And the audience looked even worse. (How must the poor kids feel, watching mum go out dressed in tight leather shorts and chain mail bra, her face smeared with black mascara?) Apart from a few teenage fans, drawn by Alice's cameo appearance in Wayne's World, most of them would have been doing their O-Levels when the classic anti-education anthem, 'School's Out', was first released in 1972. The delirious passion with which they chanted 'No more pencils!/No more books!' suggests most of them have since become teachers.

The fact that the current tour - intended to promote a ropey live album, A Fistful of Alice - is called the School's Out '97 tour gives you an idea of how many great songs Cooper has written in the past 25 years. Nonetheless, he merits a place in rocks pantheon - somewhere between Iggy Pop (androgenous, rebellious godfather of punk) and Gary Glitter (daft, camp godfather of panto).

Like fiftysomethings Pop and Glitter, he is still ridiculously energetic. When he makes his entrance, by smashing through the stage backdrop (a graffitied fence, unexcitingly enough), you get the sense of a man who will still be climbing on tables and screaming 'I'm 18' when he's safely locked away in an old peoples home. He may have a double chin and must surely struggle to get into his leather trousers, but he has the indestructable aura of nuclear waste.

Unfortunately, this show is never remotely atomic. Cooper snarles and grimaces entertainingly, and his best songs - 'Eighteen', 'Billion Dollar Babies' and 'School's Out' - still smell like teen spirit. But it is all too easily ruined by his dreadful band, which consists of the dregs of the Eighties heavy-metal scene. There is a ten minute period - during which Alice goes off-stage to change his trousers and we suffer a display of torpid anal soloing by his henchmen - when you wish he still had the guillotine to sort them out.

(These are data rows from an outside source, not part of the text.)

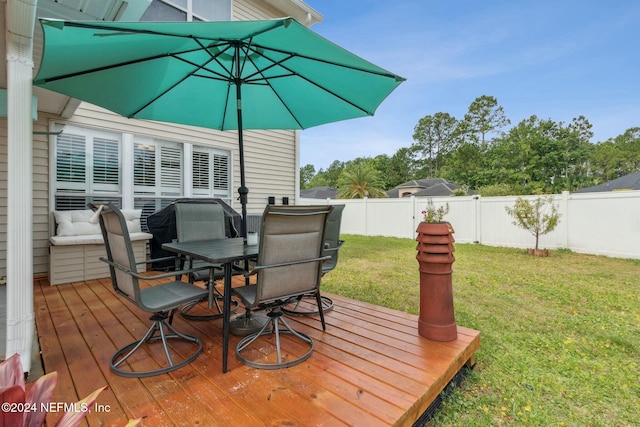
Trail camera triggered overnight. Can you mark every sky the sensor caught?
[300,0,640,172]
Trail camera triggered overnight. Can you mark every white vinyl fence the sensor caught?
[298,191,640,259]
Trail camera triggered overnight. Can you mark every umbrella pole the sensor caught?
[235,47,249,245]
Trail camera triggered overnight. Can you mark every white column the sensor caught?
[6,0,37,372]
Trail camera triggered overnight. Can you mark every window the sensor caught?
[140,0,231,21]
[52,125,231,229]
[192,146,231,199]
[54,126,122,210]
[133,136,184,222]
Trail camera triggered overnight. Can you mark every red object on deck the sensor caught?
[416,222,458,341]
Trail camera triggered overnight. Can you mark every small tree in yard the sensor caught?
[505,196,560,252]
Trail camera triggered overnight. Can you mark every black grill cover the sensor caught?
[147,199,242,270]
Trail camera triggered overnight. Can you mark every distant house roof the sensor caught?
[387,178,473,198]
[575,171,640,193]
[300,186,338,199]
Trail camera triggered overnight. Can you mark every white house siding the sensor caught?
[231,0,283,21]
[0,118,7,282]
[0,0,297,281]
[66,103,297,213]
[0,117,49,278]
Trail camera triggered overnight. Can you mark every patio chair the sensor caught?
[282,205,345,316]
[233,206,333,369]
[175,202,238,320]
[89,204,208,377]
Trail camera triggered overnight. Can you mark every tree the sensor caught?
[463,95,511,147]
[300,164,316,190]
[413,113,460,177]
[338,163,387,199]
[505,196,560,252]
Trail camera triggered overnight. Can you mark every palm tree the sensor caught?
[338,164,387,199]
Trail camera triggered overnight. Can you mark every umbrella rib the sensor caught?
[245,49,379,119]
[129,38,224,118]
[55,18,293,42]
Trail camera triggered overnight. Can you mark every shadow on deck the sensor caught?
[34,279,480,426]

Then he comes back, and it all goes mildly bonkers: he is attacked by a gang of bikers, then beaten with baseball bats by men in white coats and masks, on of whom he throttles with a hanky. Bizzare stuff by normal standards, but all a bit of a letdown from a man whose shows used to climax with him being electrocuted.

One is forced to conclude that a 'stripped down' Alice Cooper show is about as much use as a melancholy Spice Girl. If any guests at Blakes happen to find a thirty year old snake in their bathroom, could they please return it to Mr. Cooper, as he misses it desperately - more than he knows.